Hypnospace Outlaw
Police the internet of the past.
Once upon a time, the internet was something you went on rather than something that was always there. It was a thing you’d occasionally enjoy, usually in the evenings when it was cheaper; not a fibre optic thread running through every facet of your existence. And Hypnospace Outlaw, a cyber-detective adventure set within a fictional computer operating system, is a nostalgic return to this Old Internet. In the game’s alternate 1999, people climb into bed at night, snap on a high-tech headband, and drift into Hypnospace. This garish low-res internet, inspired by the digital shanty towns of GeoCities, is fully realised. There are hundreds of pages to click around, split into zones that reflect the personalities of their eccentric creators.
You are an Enforcer hired by the creator of Hypnospace, Merchantsoft, to locate and destroy objectionable content. This could be copyright infringement, harassment, or malicious software. And when you find something that breaks the rules you click on the gavel at the top of your browser, then on the offending article, and watch as it’s scrubbed from the internet. In return you receive a bounty of HypnoCoins — a currency used to buy software, desktop wallpapers, virtual pets, and screensavers.
But it becomes clear after a few cases that you are not a force for good, and have been weaponised by Merchantsoft to ruthlessly censor and control the web. An early case sees you removing cute kids’ drawings from a teacher’s website because they contain a copyrighted image of a cartoon character. Bringing the gavel down on these harmless doodles was genuinely difficult, and the sound of HypnoCoins tinkling into my virtual wallet only made me feel worse.

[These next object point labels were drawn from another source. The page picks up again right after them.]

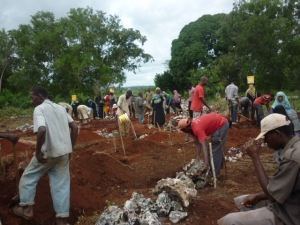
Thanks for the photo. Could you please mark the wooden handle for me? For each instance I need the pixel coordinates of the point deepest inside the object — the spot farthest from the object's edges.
(16, 161)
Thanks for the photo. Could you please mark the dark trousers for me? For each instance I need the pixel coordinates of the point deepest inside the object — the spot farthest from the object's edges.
(190, 111)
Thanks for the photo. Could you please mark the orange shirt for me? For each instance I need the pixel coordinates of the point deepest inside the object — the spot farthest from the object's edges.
(206, 125)
(262, 101)
(197, 103)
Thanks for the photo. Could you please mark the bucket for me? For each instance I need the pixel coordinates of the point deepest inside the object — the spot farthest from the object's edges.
(123, 118)
(250, 79)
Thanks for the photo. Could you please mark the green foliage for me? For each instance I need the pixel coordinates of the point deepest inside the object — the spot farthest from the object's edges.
(80, 53)
(9, 111)
(166, 82)
(19, 100)
(195, 48)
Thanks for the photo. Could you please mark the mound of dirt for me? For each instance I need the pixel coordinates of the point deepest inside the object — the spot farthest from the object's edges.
(102, 173)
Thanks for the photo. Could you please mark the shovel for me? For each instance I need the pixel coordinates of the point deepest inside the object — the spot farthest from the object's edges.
(16, 199)
(240, 115)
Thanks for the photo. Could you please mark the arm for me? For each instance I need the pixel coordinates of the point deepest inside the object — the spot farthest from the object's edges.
(252, 150)
(41, 136)
(253, 199)
(198, 146)
(11, 137)
(74, 132)
(205, 103)
(268, 108)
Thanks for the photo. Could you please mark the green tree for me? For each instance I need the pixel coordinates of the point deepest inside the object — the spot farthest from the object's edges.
(165, 82)
(195, 48)
(79, 53)
(259, 35)
(7, 58)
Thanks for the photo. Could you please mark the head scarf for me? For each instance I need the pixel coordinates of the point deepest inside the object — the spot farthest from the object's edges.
(251, 91)
(156, 96)
(285, 102)
(176, 96)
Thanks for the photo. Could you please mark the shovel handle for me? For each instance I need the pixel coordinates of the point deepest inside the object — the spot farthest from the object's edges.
(16, 162)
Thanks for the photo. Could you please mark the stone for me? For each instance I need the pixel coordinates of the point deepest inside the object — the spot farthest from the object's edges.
(130, 205)
(177, 216)
(179, 189)
(148, 218)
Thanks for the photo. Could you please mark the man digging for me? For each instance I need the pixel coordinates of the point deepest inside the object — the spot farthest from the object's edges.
(278, 203)
(53, 146)
(210, 124)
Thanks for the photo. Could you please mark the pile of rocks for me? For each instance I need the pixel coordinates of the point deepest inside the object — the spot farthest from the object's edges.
(172, 194)
(105, 133)
(26, 127)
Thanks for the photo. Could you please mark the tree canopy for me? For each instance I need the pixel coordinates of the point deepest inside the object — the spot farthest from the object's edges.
(258, 37)
(81, 52)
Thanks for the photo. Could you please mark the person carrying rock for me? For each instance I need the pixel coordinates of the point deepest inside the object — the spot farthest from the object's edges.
(213, 125)
(68, 108)
(278, 203)
(84, 113)
(13, 138)
(54, 144)
(123, 107)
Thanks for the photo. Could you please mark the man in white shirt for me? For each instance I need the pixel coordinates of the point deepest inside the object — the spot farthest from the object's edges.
(54, 143)
(123, 107)
(231, 94)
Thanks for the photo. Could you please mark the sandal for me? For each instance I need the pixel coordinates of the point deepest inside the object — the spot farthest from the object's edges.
(19, 211)
(61, 221)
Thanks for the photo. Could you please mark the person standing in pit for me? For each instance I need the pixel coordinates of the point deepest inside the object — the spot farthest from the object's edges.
(191, 95)
(258, 106)
(278, 202)
(123, 107)
(149, 96)
(140, 107)
(158, 115)
(54, 144)
(213, 125)
(231, 95)
(199, 100)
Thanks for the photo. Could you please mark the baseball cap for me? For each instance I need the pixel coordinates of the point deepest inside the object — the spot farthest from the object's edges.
(183, 123)
(272, 122)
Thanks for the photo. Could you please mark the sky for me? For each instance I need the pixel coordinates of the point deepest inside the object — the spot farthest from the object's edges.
(159, 20)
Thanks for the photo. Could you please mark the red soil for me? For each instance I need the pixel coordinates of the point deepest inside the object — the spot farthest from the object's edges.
(100, 175)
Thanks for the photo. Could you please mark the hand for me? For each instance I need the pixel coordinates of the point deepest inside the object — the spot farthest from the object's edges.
(40, 157)
(251, 148)
(250, 200)
(13, 138)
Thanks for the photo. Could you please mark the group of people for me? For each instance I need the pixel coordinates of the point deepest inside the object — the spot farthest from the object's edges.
(278, 203)
(56, 136)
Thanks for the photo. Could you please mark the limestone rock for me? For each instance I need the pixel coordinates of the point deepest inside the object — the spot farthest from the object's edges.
(177, 216)
(180, 189)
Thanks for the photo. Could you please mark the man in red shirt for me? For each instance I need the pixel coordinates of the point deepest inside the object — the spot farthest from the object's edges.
(213, 125)
(198, 99)
(258, 106)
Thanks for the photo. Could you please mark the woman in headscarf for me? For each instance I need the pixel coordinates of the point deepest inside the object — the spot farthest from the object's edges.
(251, 94)
(177, 100)
(158, 115)
(95, 108)
(281, 99)
(294, 125)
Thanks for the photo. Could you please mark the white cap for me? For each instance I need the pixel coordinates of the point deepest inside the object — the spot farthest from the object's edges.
(271, 122)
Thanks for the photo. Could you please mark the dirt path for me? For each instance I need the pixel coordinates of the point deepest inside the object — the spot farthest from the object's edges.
(102, 176)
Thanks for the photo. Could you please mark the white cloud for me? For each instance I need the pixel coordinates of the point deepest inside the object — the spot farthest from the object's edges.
(159, 20)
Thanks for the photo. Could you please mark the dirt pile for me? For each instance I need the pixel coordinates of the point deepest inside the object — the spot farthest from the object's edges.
(101, 176)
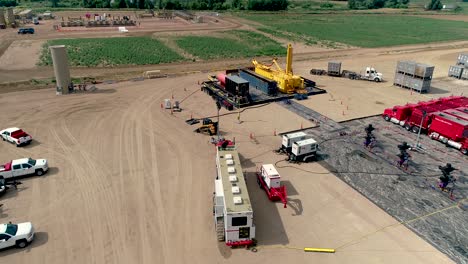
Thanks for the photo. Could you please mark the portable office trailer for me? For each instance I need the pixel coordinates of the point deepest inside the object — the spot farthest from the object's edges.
(334, 68)
(456, 71)
(462, 59)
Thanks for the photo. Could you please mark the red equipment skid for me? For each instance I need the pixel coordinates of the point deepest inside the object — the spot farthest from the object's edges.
(269, 180)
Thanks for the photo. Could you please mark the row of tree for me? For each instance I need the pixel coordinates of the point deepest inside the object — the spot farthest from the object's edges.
(374, 4)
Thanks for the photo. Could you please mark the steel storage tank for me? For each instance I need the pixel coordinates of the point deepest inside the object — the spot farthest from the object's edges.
(2, 16)
(61, 70)
(10, 16)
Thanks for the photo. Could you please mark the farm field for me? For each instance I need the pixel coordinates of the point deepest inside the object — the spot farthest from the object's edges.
(112, 51)
(101, 52)
(363, 30)
(236, 43)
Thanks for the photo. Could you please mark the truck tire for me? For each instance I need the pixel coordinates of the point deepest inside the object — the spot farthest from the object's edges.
(259, 183)
(21, 243)
(220, 229)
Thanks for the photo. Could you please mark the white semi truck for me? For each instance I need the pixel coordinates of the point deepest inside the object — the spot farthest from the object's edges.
(233, 213)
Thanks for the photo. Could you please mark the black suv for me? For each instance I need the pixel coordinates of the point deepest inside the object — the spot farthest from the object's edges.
(26, 31)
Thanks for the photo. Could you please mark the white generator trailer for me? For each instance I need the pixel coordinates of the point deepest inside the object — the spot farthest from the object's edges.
(289, 139)
(233, 214)
(303, 150)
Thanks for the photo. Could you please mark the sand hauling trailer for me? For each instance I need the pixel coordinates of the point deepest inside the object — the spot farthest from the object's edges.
(233, 214)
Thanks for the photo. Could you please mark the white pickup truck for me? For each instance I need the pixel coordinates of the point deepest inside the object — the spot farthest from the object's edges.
(16, 136)
(19, 235)
(21, 167)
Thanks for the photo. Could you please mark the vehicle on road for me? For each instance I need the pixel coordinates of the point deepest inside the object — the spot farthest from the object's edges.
(19, 235)
(23, 167)
(16, 136)
(334, 69)
(26, 31)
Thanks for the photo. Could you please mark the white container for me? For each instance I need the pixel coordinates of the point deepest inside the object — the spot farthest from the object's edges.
(289, 139)
(270, 176)
(304, 147)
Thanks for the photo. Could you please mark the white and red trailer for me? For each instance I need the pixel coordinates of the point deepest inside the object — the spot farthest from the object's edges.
(269, 179)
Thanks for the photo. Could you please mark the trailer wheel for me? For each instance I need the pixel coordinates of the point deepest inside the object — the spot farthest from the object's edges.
(220, 229)
(259, 183)
(22, 243)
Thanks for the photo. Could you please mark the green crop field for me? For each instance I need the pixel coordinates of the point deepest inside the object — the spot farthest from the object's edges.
(236, 43)
(362, 30)
(112, 51)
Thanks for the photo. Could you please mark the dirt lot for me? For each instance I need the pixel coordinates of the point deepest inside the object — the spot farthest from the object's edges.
(130, 182)
(21, 55)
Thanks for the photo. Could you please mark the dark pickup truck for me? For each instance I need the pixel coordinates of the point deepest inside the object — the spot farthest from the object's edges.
(26, 31)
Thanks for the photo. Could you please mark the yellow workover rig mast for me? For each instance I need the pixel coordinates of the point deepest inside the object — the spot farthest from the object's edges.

Later cases are much more involved Tasks include busting an illegal filesharing ring and infiltrating a hacker collective, and doing so requires some genuine detective work. You use a search engine to trawl the web for unlisted pages, secret communities, and passwords, and I had to have a notebook on hand to keep track of important names and keywords.
COMPUTER LOVE
The interface holds everything together well, being a fully functional operating system in its own right. You can drag icons around the desktop, download and open documents, listen to audio files in a WinAmp-style media player, and even change your screensaver. It’s also possible to contract viruses.

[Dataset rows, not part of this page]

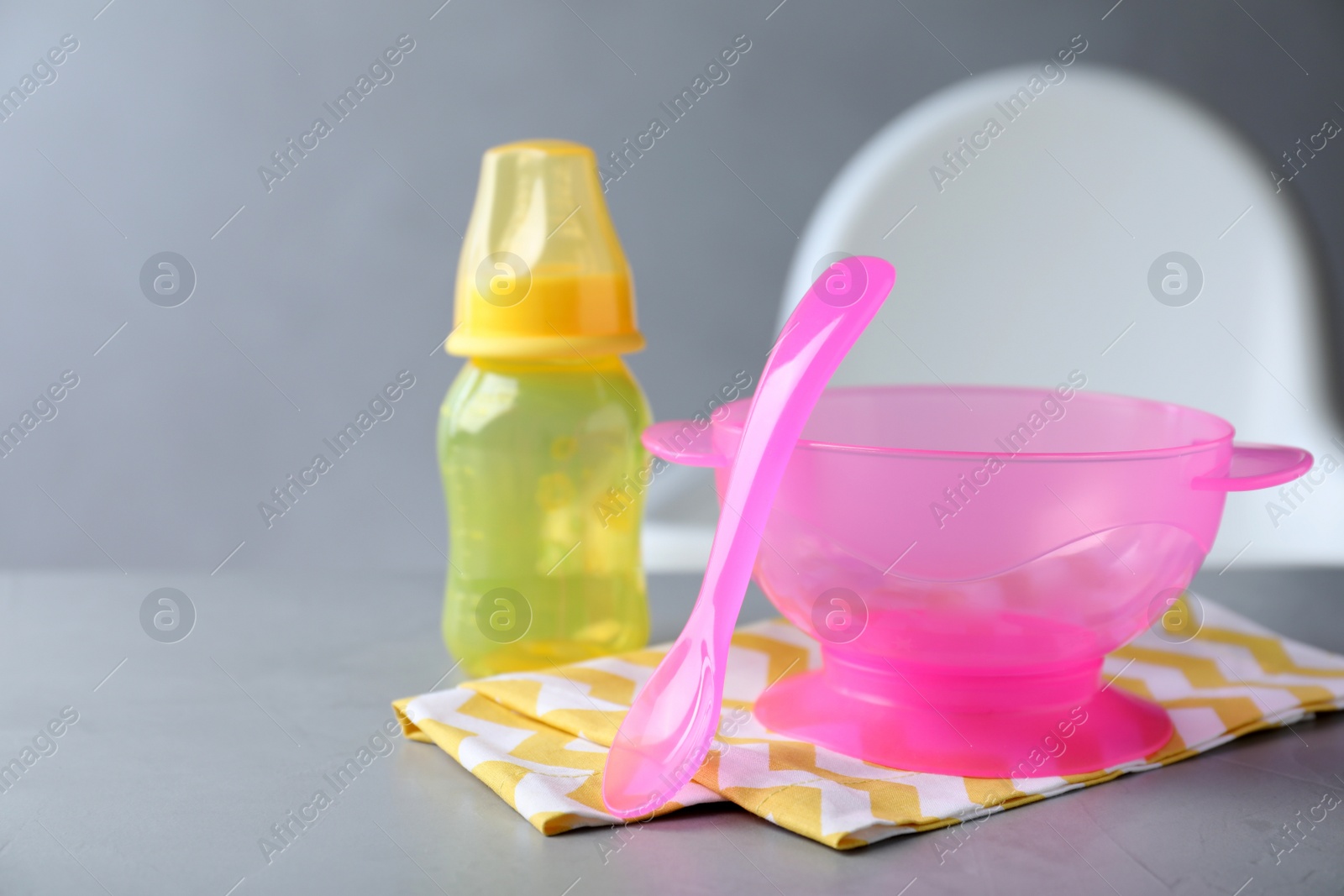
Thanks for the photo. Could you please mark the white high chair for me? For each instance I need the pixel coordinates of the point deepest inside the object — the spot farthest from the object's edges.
(1108, 226)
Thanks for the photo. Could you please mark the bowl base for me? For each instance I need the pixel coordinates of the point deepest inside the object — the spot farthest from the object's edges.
(1109, 728)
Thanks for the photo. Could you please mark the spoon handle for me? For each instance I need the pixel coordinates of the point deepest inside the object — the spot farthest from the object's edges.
(813, 342)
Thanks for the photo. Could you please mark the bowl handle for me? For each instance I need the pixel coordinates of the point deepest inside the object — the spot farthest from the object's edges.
(1258, 466)
(683, 443)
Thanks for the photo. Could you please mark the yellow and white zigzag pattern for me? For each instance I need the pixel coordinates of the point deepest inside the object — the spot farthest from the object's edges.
(539, 739)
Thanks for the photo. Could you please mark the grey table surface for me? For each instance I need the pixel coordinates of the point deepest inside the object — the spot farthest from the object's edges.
(186, 754)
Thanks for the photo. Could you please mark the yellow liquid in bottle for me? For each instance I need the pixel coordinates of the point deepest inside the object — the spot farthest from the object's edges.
(543, 555)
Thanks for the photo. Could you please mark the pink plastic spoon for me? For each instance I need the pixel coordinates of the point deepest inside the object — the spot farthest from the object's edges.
(667, 732)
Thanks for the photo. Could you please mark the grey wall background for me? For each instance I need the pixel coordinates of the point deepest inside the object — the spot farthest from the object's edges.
(312, 296)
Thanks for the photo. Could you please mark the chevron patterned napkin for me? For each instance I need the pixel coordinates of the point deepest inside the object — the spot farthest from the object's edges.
(539, 739)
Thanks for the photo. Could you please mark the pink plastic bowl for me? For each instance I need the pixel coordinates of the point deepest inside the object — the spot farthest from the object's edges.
(967, 559)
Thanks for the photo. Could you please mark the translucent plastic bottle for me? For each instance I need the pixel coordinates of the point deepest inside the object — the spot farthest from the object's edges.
(538, 437)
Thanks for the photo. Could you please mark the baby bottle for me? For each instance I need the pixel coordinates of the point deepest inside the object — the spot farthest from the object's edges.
(539, 434)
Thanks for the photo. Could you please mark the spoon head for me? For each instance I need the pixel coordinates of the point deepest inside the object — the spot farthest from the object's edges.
(664, 739)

It all feels nicely clicky, although it can get a little confusing when you have a lot of windows open simultaneously. I also found the slow loading times, as authentic as they are, a little frustrating when trying to navigate quickly between pages. You can waggle the mouse cursor to make the page furniture pop in more quickly, which is a cute idea, but the novelty wore off pretty quickly.
Those criticisms aside, Hypnospace Outlaw is, rather unexpectedly, one of the best detective games on PC. It respects you enough to let you figure things out at your own pace, and with almost no hand-holding. Its internet is a joyous explosion of art, music, creativity, and weirdness, and a pleasure to explore.